Despite having run Lewis Hamilton to within a point of the 2008 Formula 1 Drivers' World Championship, Felipe Massa still comes in for a good deal of unjustified criticism amongst paddock observers – that is the view of former grand prix star Johnny Herbert.
Massa and Hamilton duelled tooth-and-nail for the coveted honours last year, and though the Brazilian in the end came up just short – at the close of a truly nail-biting finale to the campaign in front of his adoring home fans in Brazil – he went down fighting, doing all he could possibly do in dominating the race around Interlagos' Autodromo Carlos Pace as Hamilton trailed in fifth, enough to pinch the crown by a solitary marker.

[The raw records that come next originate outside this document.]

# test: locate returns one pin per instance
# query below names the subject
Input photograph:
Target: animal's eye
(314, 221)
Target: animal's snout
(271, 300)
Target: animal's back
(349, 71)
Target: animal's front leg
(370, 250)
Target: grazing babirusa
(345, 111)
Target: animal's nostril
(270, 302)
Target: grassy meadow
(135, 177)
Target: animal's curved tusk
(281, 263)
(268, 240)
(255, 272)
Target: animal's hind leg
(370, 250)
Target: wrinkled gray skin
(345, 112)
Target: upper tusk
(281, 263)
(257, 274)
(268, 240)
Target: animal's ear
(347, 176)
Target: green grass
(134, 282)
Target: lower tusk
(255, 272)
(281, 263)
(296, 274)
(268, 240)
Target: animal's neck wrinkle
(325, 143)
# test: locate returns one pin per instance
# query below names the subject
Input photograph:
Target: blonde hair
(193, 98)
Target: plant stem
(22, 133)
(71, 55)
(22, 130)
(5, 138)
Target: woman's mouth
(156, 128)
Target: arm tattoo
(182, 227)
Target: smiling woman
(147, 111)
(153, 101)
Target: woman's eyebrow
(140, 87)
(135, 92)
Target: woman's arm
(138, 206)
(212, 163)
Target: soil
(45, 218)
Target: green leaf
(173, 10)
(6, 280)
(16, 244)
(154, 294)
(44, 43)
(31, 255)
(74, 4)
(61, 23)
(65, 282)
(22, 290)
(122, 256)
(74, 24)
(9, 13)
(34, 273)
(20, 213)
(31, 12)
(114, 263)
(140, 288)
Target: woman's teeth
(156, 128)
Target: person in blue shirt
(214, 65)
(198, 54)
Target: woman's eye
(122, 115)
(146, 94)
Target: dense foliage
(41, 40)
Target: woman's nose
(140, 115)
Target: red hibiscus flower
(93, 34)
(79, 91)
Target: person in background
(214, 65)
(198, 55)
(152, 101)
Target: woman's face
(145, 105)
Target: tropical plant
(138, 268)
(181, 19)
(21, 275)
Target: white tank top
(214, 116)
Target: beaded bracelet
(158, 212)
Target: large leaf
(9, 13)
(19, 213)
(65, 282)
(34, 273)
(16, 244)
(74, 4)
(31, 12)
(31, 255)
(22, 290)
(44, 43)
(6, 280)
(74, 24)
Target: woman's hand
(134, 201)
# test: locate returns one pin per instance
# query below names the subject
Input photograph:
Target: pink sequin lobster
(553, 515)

There has since been much debate about whether the right man ultimately prevailed, and whilst Herbert contends that Hamilton did deserve the title, he maintains that were it to have gone to the driver who made fewer actual errors, it would have gone Massa's way.
“At the end of the day I think the right guy did win,” the former British, Italian and European Grand Prix winner told Crash.net Radio
, “with everything that went on. He left it late, but he did everything he needed to do.
“In 2007 it was a shame for Lewis, because I think the team let him down. He had the inexperience, but the team could have helped him in China where he should have won; they should have brought him in way earlier, five or six laps before they did – I really don't understand why they didn't do that.
“Yes, he had his problems in Brazil too, but that was because he was under a lot of pressure. It was a big difference to anything he had ever had before, and maybe you could say he couldn't quite cope with it.
“In 2008 he was up-and-down, and he's admitted he needs to be more consistent. If you put the two of them together and see who made fewer mistakes, it was Felipe. He got let down by Ferrari, like in Singapore, and earlier in the year he had a few breakages and non-finishes due to the team, whereas Lewis made more mistakes by himself.”
Not only did Massa triumph on more occasions than any other driver in 2008 – six – he also proved to be the season's undisputed qualifying king, with the lowest average grid position to his name of any driver, and left defending F1 World Champion Ferrari team-mate Kimi Raikkonen quite literally trailing in his wheeltracks.
“You have to give Felipe credit,” inaugural Speedcar Series Champion Herbert argued, “for the way he kept banging in the wins, because that was the only thing he could do. He needed to win in Brazil, and then it was really down to what Lewis did.